Redaktsioon: 27. märts 2024, kell 14:58

First steps in machine learning with Teachable Machine.

Goal: becoming familiar with the machine learning workflow. You will:

  • Collect data.
  • Train the machine learning model.
  • Evaluate the model.

Choose one of three tasks: recognizing contents of images or videos, recognizing some sound, or recognizing poses of the human body. It is required that you collect your own data. Downloading existing data may be acceptable if you have a very good idea, but it needs to be agreed beforehand.

Go to https://teachablemachine.withgoogle.com/ and click "Get Started".

Task descriptions

choice of projects

Image classification is where you have pictures belonging to different "classes". Examples: cats or dogs, people or scenery, different species of the iris flower, different traffic signs. Given a picture, the machine learning model must "predict" which class the picture belongs to. This also works with videos, which are basically sequences of images. If you choose this task, select "Standard image model".
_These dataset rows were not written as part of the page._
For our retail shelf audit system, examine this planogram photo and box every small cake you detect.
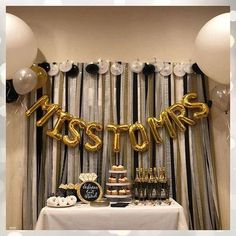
[118,176,128,183]
[58,197,67,206]
[111,189,118,195]
[111,165,117,170]
[119,189,126,195]
[125,189,131,195]
[108,176,116,183]
[107,189,112,195]
[116,165,124,171]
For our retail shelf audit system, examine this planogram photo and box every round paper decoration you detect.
[130,60,144,73]
[111,62,124,76]
[48,63,59,76]
[85,63,99,75]
[59,60,72,72]
[66,64,79,78]
[160,63,172,76]
[143,63,155,76]
[174,63,185,77]
[98,61,109,75]
[192,63,204,75]
[38,62,50,73]
[183,62,193,74]
[153,61,164,72]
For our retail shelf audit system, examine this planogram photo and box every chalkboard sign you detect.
[77,181,102,203]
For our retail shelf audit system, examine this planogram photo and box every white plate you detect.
[47,203,76,208]
[109,170,127,174]
[105,194,131,198]
[106,182,130,186]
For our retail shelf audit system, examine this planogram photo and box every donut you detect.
[66,195,77,205]
[47,196,58,206]
[58,197,67,206]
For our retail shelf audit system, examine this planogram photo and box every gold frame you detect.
[77,180,103,204]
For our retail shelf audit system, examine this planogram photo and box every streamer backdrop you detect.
[22,62,220,230]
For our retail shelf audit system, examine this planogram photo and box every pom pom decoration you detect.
[38,62,51,73]
[66,64,79,77]
[143,63,156,76]
[85,63,99,75]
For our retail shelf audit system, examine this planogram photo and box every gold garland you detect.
[26,93,209,153]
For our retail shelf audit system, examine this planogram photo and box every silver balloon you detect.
[13,68,37,95]
[211,85,230,113]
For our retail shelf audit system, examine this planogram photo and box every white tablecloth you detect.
[35,200,188,230]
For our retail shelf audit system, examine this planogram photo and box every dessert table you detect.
[35,200,188,230]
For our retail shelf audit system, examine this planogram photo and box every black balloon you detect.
[143,63,155,76]
[6,79,19,103]
[66,64,79,77]
[85,64,99,75]
[38,61,51,72]
[192,63,204,75]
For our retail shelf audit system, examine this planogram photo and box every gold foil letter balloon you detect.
[84,122,102,152]
[129,122,149,152]
[107,124,129,152]
[182,93,209,120]
[160,110,177,139]
[147,117,163,144]
[31,64,48,89]
[62,118,86,147]
[46,110,73,140]
[25,95,61,126]
[166,103,195,132]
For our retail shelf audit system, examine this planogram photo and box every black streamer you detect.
[183,75,194,228]
[168,75,176,200]
[133,73,138,176]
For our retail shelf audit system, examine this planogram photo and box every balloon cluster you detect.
[6,64,48,103]
[26,93,209,153]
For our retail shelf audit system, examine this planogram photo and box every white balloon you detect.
[13,68,37,95]
[195,13,230,84]
[6,13,37,79]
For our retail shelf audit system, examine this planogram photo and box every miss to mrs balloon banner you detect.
[26,93,209,153]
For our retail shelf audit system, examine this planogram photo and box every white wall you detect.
[7,7,229,229]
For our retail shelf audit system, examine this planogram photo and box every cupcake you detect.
[119,189,126,195]
[111,165,117,170]
[125,189,131,195]
[108,176,116,183]
[118,176,128,183]
[107,189,112,195]
[116,165,124,171]
[111,189,118,195]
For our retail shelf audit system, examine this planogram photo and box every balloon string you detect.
[225,111,230,141]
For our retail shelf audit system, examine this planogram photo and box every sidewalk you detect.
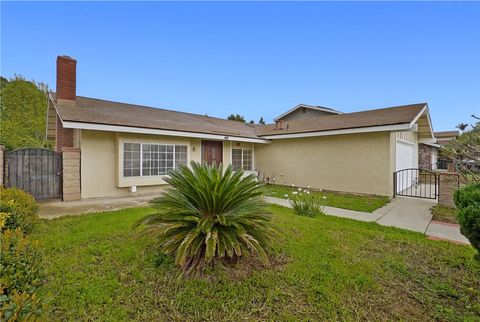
[265,197,469,244]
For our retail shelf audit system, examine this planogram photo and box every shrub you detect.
[137,162,276,274]
[0,228,42,296]
[287,188,327,217]
[0,228,44,321]
[0,188,38,234]
[454,183,480,257]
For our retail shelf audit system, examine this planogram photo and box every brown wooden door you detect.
[202,141,223,164]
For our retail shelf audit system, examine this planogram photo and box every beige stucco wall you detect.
[78,130,253,198]
[255,132,393,196]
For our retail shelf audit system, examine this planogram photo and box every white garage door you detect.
[395,140,417,192]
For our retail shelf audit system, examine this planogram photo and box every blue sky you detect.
[1,2,480,130]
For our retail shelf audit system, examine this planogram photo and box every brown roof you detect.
[434,131,460,138]
[52,93,426,139]
[52,93,258,138]
[255,103,426,136]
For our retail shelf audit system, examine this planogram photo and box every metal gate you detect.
[393,168,438,199]
[6,148,62,200]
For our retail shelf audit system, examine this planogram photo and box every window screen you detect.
[123,143,188,177]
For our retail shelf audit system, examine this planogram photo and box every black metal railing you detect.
[393,168,438,199]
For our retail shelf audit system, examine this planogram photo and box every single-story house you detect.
[47,56,435,198]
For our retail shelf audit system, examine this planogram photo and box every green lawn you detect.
[267,185,390,212]
[432,205,458,224]
[34,206,480,321]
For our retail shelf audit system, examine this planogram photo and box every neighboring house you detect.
[47,56,435,198]
[274,104,343,122]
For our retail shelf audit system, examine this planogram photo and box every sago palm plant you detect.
[137,162,277,273]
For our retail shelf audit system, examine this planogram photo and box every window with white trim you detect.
[232,149,253,171]
[123,143,188,177]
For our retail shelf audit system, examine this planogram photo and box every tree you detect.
[440,115,480,182]
[136,161,279,274]
[0,76,48,150]
[227,114,245,122]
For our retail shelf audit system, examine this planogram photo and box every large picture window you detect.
[123,143,187,177]
[232,149,253,171]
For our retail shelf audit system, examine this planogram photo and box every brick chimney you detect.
[57,56,77,102]
[55,56,77,152]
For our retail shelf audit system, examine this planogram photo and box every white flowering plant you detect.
[285,188,327,217]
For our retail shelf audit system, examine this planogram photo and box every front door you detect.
[202,141,223,164]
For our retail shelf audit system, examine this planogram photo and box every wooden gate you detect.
[6,148,62,200]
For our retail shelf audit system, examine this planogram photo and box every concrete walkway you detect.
[38,193,158,219]
[265,197,469,244]
[38,193,469,244]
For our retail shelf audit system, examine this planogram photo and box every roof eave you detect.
[60,117,270,144]
[261,123,416,140]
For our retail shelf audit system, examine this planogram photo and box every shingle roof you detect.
[255,103,426,136]
[51,93,426,139]
[52,93,257,138]
[435,131,460,138]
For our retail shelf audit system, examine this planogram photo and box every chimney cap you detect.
[57,55,75,60]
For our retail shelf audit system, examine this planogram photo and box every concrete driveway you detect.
[38,193,159,219]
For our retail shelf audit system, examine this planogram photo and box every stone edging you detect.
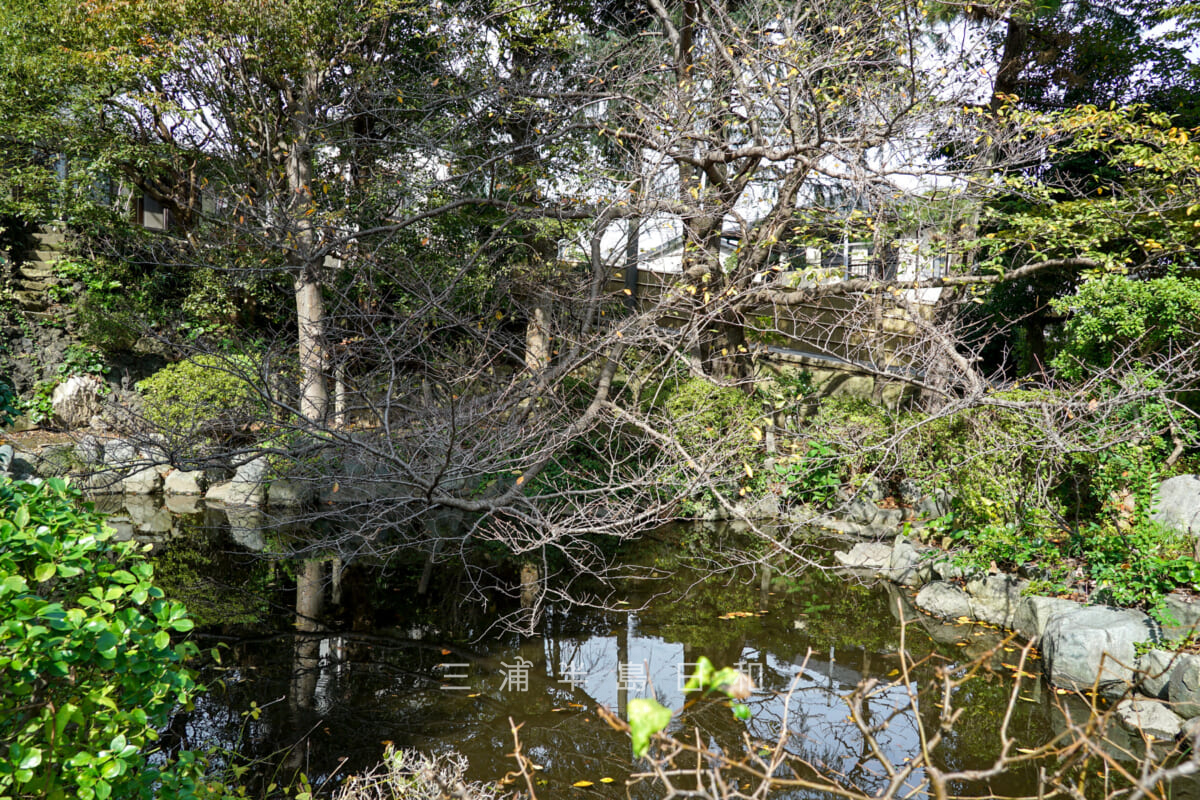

Sound classification is similar, except works with sound files. If you choose this task, note that the project page also expects you to upload background noise.

In pose detection, the model needs to first recognize where a person's body, hands, feet and head are. From this it can draw a kind of a stick figure. The poses of this stick figure is then what the model will classify.

Collecting data

Collect your data from the classroom, campus, town, wherever. To keep things simple, you should have two or three different things that the model should learn to recognize.

If you use the webcam feature, you need to have Teachable Machine's model training webpage open to record data. Note that you can save an incomplete project to Google Drive and reopen it later. Pictures and sound clips can be collected however you like, then uploaded. Please be mindful of people's privacy, when recording data that will be used to train a model.

Training and saving the model

If you used the webcam, you are ready to train the model.

If you have images or sound clips as files, take about 10% of those files and set them aside for testing. They will not be used in training the model. The rest should be divided to classes and uploaded under the appropriate class. Note you can rename the classes on the training webpage.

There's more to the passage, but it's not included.